During bull market periods, retirement accounts with investment options that include day trading opportunities become popular. For this reason, large corporate banks and nationwide chains offer these services to companies seeking centralized management. The ability for individual customers to manage their accounts results in fewer commission opportunities for these chains. However, the additional services provided offset this financial loss through the creation and retention of new accounts.

Investment Opportunities



More obscure niches for investment opportunities can include Health Savings Accounts (HSA) and company-issued stock options. Companywide HSA plans are slowly gaining ground as lucrative alternatives to traditional health plans. Brokers and investment professionals can retain these accounts across the spectrum of entire companies, making them lucrative opportunities for large sums of commission fees.
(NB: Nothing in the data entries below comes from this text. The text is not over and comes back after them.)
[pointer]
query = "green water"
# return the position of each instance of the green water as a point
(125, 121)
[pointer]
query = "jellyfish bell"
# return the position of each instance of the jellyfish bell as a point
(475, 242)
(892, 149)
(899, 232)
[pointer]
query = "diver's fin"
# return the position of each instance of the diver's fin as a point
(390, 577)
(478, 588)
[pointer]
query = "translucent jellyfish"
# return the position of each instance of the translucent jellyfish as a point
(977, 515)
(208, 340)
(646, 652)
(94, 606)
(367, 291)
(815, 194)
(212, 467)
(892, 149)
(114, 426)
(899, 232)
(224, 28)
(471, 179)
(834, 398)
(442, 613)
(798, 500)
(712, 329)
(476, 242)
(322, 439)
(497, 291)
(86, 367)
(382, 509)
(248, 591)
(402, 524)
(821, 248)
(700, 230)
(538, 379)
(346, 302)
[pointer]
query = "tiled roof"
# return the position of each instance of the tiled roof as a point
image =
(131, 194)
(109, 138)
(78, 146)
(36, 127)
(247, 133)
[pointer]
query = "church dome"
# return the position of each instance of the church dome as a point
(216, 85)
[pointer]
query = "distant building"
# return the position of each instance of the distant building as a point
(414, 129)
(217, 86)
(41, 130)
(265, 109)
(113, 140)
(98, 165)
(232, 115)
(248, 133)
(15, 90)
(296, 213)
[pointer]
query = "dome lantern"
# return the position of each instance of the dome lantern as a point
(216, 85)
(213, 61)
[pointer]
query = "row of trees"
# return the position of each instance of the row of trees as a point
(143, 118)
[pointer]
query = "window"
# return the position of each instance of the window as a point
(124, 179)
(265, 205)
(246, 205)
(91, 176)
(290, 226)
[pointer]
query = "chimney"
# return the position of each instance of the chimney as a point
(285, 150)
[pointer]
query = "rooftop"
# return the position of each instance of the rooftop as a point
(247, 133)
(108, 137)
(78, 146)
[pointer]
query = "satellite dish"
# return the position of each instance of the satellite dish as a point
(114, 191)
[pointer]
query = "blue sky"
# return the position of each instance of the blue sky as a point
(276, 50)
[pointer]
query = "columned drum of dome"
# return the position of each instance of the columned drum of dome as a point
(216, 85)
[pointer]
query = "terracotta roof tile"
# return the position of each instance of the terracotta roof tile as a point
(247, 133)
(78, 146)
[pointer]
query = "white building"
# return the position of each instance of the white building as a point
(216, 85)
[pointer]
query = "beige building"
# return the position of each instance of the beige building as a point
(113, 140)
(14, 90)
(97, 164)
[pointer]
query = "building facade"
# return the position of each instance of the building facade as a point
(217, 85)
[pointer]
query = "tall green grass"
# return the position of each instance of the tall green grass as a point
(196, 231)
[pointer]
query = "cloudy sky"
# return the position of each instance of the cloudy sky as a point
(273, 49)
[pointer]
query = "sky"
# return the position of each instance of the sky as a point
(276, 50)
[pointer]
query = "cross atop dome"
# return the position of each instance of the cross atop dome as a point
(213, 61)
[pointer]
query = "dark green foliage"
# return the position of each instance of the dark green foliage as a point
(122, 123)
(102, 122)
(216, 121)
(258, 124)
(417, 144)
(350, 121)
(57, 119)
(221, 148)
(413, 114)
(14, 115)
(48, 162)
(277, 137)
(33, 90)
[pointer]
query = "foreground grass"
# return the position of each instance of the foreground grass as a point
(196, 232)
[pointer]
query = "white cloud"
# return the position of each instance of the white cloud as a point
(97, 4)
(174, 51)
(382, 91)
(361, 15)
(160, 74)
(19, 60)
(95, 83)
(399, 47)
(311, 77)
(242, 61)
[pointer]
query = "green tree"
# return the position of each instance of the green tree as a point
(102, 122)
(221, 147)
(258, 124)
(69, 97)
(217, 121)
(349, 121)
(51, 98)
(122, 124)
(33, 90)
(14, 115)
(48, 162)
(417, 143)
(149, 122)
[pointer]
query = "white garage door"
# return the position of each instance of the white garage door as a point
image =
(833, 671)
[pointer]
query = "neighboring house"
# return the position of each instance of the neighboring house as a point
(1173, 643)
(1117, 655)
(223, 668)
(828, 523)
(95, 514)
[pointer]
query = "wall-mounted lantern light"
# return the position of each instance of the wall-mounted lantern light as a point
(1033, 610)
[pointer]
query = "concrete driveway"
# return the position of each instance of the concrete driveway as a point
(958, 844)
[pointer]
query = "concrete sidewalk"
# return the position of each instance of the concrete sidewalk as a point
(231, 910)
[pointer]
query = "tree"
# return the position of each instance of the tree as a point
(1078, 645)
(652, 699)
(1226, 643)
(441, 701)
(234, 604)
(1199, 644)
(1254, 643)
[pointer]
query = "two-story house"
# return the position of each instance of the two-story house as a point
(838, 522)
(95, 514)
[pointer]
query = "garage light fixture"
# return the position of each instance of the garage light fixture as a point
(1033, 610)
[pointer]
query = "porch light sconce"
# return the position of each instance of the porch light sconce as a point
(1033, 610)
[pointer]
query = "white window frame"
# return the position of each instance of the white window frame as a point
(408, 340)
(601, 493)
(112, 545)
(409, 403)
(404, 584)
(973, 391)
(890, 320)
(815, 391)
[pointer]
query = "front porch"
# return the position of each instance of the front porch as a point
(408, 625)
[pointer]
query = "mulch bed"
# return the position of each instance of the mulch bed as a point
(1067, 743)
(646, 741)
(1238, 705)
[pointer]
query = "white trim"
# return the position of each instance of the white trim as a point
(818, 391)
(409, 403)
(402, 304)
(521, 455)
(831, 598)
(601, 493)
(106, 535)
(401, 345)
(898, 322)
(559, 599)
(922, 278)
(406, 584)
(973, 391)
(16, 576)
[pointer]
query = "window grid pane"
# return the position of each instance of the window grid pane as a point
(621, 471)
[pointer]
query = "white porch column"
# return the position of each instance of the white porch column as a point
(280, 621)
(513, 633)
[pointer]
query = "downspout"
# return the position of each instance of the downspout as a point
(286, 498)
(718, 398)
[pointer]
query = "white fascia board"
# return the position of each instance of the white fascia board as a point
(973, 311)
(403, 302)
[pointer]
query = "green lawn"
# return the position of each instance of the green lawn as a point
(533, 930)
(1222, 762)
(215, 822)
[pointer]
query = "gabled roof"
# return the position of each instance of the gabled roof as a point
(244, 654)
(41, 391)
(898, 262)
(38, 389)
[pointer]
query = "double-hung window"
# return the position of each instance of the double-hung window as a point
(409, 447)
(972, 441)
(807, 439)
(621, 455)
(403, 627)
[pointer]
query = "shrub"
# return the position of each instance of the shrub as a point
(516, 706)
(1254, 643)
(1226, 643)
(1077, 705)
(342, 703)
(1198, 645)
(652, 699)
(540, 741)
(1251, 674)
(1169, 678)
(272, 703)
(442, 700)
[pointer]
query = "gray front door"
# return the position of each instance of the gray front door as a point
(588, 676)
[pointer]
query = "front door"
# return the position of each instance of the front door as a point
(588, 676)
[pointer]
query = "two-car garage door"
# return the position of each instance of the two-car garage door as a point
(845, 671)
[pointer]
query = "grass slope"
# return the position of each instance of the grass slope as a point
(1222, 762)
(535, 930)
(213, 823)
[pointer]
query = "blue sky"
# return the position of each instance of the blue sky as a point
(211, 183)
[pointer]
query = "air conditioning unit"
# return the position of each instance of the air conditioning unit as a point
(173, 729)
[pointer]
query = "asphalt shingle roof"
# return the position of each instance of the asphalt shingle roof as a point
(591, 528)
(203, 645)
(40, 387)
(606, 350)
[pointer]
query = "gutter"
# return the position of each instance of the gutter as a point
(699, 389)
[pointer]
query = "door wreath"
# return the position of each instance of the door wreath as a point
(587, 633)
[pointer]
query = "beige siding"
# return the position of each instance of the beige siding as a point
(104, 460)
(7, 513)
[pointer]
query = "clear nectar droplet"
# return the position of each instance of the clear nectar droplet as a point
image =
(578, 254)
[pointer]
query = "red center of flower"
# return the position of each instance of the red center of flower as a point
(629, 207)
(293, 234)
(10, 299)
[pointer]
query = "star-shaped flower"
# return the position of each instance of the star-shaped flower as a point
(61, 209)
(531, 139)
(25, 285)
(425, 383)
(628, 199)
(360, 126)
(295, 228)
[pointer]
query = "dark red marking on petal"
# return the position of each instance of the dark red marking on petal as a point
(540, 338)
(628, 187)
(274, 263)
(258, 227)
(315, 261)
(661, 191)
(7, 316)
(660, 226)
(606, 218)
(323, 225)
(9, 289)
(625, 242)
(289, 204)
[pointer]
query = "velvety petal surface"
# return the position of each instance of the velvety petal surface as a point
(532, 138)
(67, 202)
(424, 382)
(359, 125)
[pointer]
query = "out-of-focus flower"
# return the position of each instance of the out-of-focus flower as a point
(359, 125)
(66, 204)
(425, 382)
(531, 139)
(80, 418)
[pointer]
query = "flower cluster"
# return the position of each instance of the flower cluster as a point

However, because HSAs are designated for use in health care in the short-term, accountholders are less likely to participate in regular trades due to apprehension and the potential for financial loss. In addition, employers have an incentive to limit or outright restrict investment options for these accounts in order prevent employee recklessness and the loss of employer contributions to the fund. For this reason, HSA holders typically allocate most of their investment into interest-bearing accounts that do not generate commission revenue.

Company stock options increase client pools and exposure to a broker or bank's brand and are therefore lucrative. Commission generation opportunities are limited by the exclusivity to the company's stock. Commission can only be collected upon the buying or selling of stocks. Buy commissions are generally negotiated at a bulk rate with the company in question.

Stock is often not sold unless an employee wishes to supplement income. In addition, only select employees are usually provided with stock option incentives, and companies with the size and financial ability to offer these options is limited in comparison with small to medium-sized businesses with retirement accounts that enable investment. Therefore, the availability of such clients is often limited for smaller brokerage firms and individual professionals.

Youth investment amongst the 18-35 year age group in retirement savings is fast becoming a major source of commission income for major brokerage houses. Fears of a looming social security crisis and the widespread availability of tax-deferred retirement accounts have created a sizable investment culture for youth investment. Potential investors within this age group are most likely to be married, college graduates, and retaining a level of income in excess of $60,000.